The content and use of each of the files in the repository, is explained below. All the code has been written on Jupyter Notebook in Python.
The main aim of the project is to cluster the different neighborhoods in the city of Toronto. This project serves as a stepping stone towards the final project of this Professional certificate to which I have dedicated another repository.
Finding Neighborhoods.ipynb In this file we extract information about the different neighborhoods of Toronto from a Wikipedia page. Using this data we create our dataframe. The dataframe is then cleaned for missing values. This dataframe is then saved as Neighborhoods.csv.
Adding Coordinates.ipynb In this file we use the Neighborhoods.csv data previously saved. To each of the neighborhood in this dataframe we find and add it corresponding coordinates. These coordinates were loaded from Geospatial_Coordinates.csv. This resultant dataframe is now saved as Final_Neighborhood_Data.csv.

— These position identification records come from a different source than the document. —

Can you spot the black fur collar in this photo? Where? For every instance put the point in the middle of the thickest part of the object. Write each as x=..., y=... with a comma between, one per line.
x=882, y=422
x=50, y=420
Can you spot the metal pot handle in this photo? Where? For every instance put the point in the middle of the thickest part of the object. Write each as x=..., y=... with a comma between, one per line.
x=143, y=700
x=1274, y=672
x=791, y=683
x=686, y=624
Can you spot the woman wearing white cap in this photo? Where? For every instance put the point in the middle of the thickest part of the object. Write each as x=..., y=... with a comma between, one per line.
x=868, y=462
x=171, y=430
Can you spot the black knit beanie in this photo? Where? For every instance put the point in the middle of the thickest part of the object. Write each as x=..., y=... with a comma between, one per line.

Exploring & Clustering Toronto Neighborhoods.ipynb In this final notebook we first load data stored in Final_Neighborhood_Data.csv. We then create a map of Toronto showing the different Neighborhoods. We choose the neighborhoods with 'Toronto' in there name to be classified. We find out the most common venues in these neighborhoods. This is done using the FourSquare API. KMeans is then used for clustering the neighborhoods. The clustered neighborhoods are finally visualized on the map. (Errors may arise while viewing maps on Github so I have added images seperately in the Maps folder. Use can also view them by cloning and downloading this repository.)